Флейтов голосок обвил подросшую за восемь лет липу. Здесь, здесь стояла Дора, поджидая свою вертлявую вечно растрепанную дочку с дикими глазами. Мальхен подбежала, мать что-то спросила, девочка быстро ответила.
А он не отводил взгляда ни от липы, ни от того, что под ней происходило.
А сейчас возле липы никого не было. Но звуки были. И даже, кажется, запахи. Те, из того прекрасного далека, которые исходили от единственного человека на земле.
На могильной плите надпись: «Мир праху твоему, Дора Хатт». Но разве могла она умереть? Да нет, конечно. Вон же она идет. Воздушной походкой цветущей молодой девушки. Грации. И черное платьишко ей к лицу. И сквозь маску приличествующей месту скорби пробивается торжествующая и такая соблазнительная улыбка.
— Здравствуй, Мальхен! Спасибо, что пришла. Давай вместе помянем твою маму.
Вшивник
Его звали Альгидас. Фамилия какая-то длинная, оканчивается на аускас. Но фамилию никто не запомнил, звали по имени. Альгидас и все.
Наверное, он был нормальный. В смысле, не придурок. Иначе в армию бы не взяли. Ведь проходил же где-то у себя комиссию?
Но по жизни он был полный идиот. Надо было видеть, как смешно он на плацу пытался ходить строевым шагом. Мы все, новобранцы, курсанты «учебки» — учебного полка, не отличались армейской выправкой. Все выглядели мешками и ходили, как заведенные куклы.
Но Альгидас — это был феномен! У него одновременно двигалась левая рука и левая нога, он не мог освоить простейшие повороты. Не мог запомнить, где лево, а где право, и сержант сказал, что ему бы надо привязать сено и солому, как в русской армии.

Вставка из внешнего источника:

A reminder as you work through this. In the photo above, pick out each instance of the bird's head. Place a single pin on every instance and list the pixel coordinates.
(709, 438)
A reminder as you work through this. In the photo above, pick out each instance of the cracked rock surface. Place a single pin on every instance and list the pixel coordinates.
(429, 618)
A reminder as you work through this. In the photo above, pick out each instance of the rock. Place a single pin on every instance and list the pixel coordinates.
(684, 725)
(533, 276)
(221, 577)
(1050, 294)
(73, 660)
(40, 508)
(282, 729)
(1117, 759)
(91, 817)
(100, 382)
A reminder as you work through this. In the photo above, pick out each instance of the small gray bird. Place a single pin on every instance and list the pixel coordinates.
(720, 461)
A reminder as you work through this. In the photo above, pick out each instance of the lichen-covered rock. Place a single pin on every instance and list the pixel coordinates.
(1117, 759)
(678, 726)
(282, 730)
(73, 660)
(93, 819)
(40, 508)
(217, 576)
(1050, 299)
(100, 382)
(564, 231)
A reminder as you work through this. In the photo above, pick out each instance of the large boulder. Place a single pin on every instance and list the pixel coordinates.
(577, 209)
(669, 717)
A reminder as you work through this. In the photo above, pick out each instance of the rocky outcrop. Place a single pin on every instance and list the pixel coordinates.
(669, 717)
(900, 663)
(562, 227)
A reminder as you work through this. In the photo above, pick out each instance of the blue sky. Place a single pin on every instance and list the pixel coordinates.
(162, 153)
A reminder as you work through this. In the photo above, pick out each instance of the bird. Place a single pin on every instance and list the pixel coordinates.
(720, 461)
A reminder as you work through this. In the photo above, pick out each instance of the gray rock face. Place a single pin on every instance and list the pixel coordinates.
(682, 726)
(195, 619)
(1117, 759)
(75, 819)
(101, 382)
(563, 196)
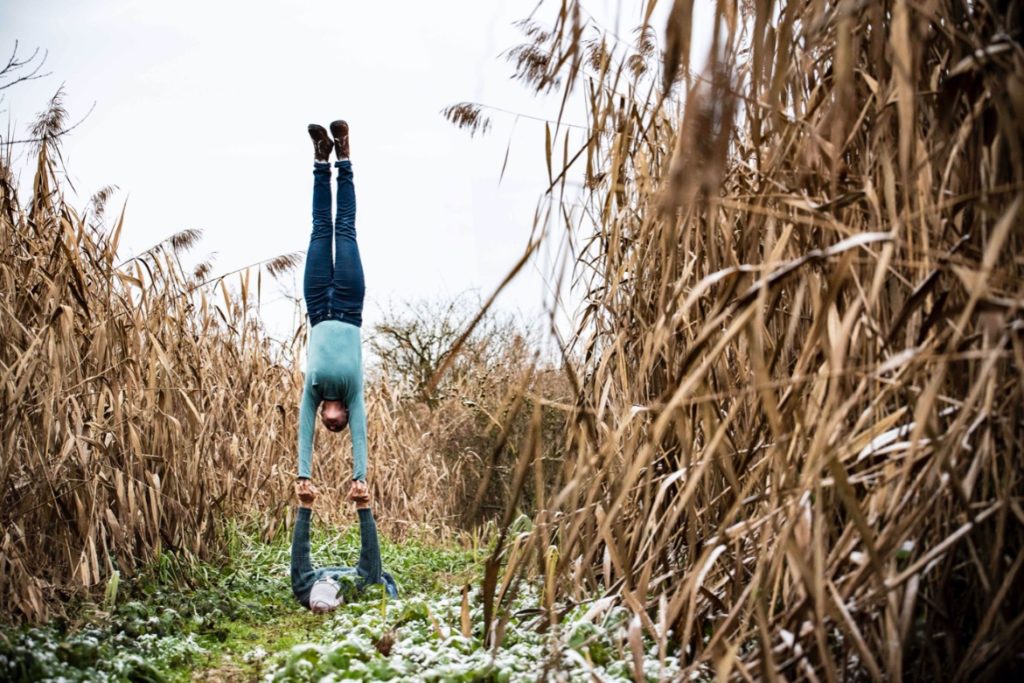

Но была зима, и ни сена, ни соломы найти было нельзя. Да, по правде сказать, вряд ли кто-то из нас отличил бы сено от соломы. Может, как раз Альгидас? Ведь он был деревенский житель?
Да, Альгидас был с далекого литовского хутора. Как он мог выглядеть, этот хутор, мы не представляли, но в головах рисовалась картина чего-то зачумленного и вконец беспросветного. Такого, как сам Альгидас — длинный нескладный верзила, плохо говорящий по-русски.
Плохое знание языка — это было главным в насмешках и издевательствах над Альгидасом. Сержант Черемичко, розовощекий крепыш с Украины, любил подойти к нему и с легким хохляцким акцентом спросить: «А не жмут ли вам сапоги, курсант Альгидас»? «Сапоки, та, кароши сапоки,» — непонимающе тянул Альгидас, глядя в пол. Прикол был в том, что 46-го размера в каптерке не нашлось, а 45-й ему действительно жал, и он каждый день в кровь сбивал ноги. А вечером, перед сном, замывал кровь, потому что показывать это было нельзя. Когда, попервоначалу, Альгидас пытался пожаловаться, то старший сержант Стельхов прочитал ему нотацию, показал, как правильно наматывать портянки и объявил наряд вне очереди. Альгидас до утра скреб стеклышком паркет в казарме, чтобы в нем, как в зеркале, отражались усы старшего сержанта Стельхова — это была из любимых присказка нашего главного командира.